Die Wissenschaftlerinnen und Wissenschaftler haben sozusagen immer die Frage im Hinterkopf, was sich mit den Ergebnissen anstellen liesse. «Beides ist für einen erfolgreichen Technologie-Transfer nötig», sagt Reutimann. Durchschnittlich alle zehn Tage schliesst Unitectra für die UZH einen neuen Lizenzvertrag mit einer Firma ab. Und im Schnitt alle zwei Monate gründen Forschende eine Spin-off Firma und kommerzialisieren Forschungsergebnisse aus der UZH.

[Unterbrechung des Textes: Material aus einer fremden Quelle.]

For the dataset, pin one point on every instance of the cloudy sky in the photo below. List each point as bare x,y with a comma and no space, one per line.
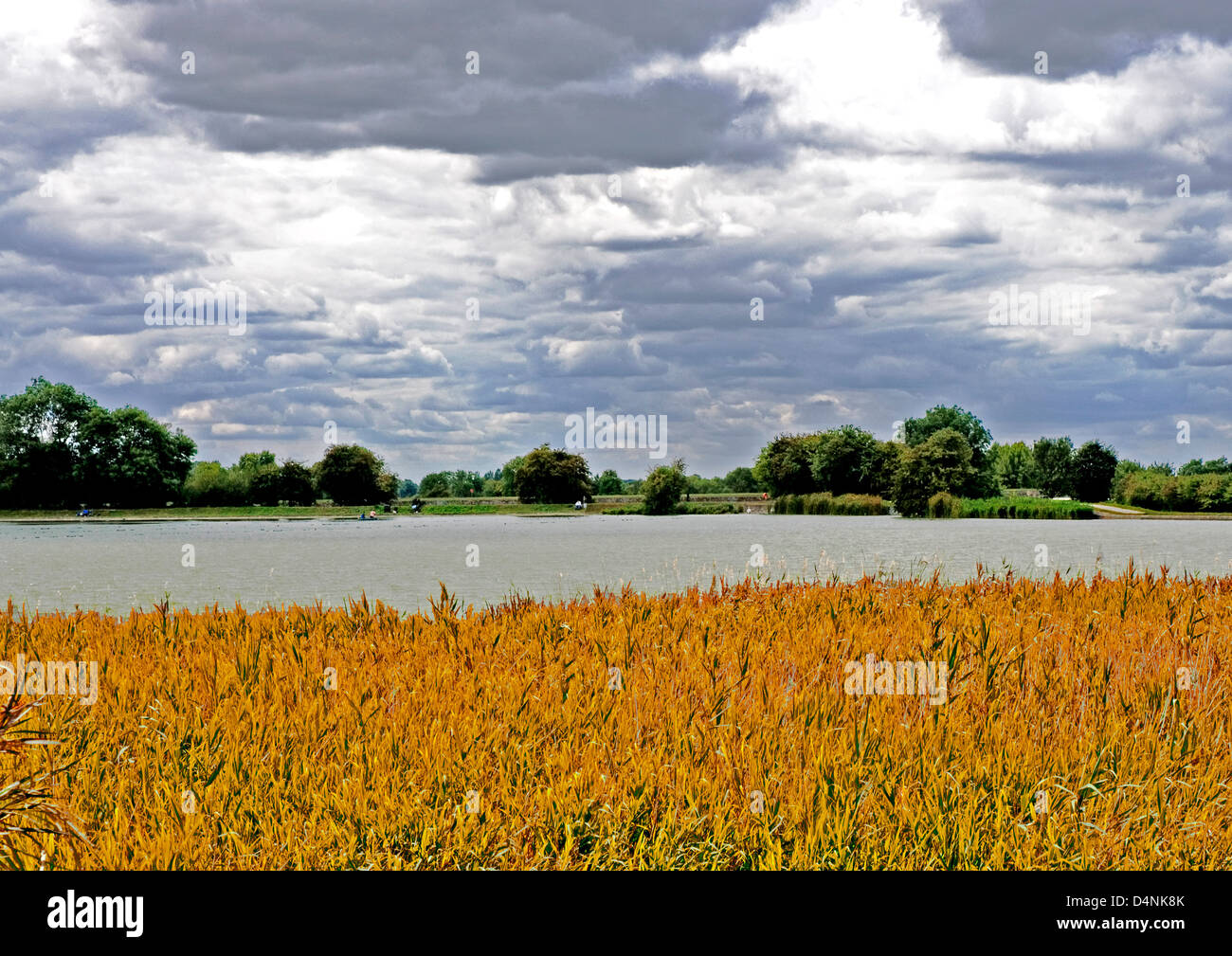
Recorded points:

Zum erfolgreichen Entrepreneur ist so der UZH-Forscher Dominik Escher geworden, der 1998 die Firma «Esbatech» mitgegründet hat. Basierend auf Antikörper-Fragmenten entwickelte die Biotech-Firma erfolgreiche Anwendungen zur Entwicklung neuer Therapeutika. 2009 wurde Esbatech von der Opthalmologie-Firma Alcon gekauft, die später selbst von Novartis übernommen wurde. Dominik Escher leitet die Firma Esbatech noch immer und arbeitet am Firmensitz am UZH-Standort in Schlieren. Für seinen langen Atem, der mit der Firmengründung vor 16 Jahren begann und bis heute andauert, erntete er im Lichthof viel Applaus.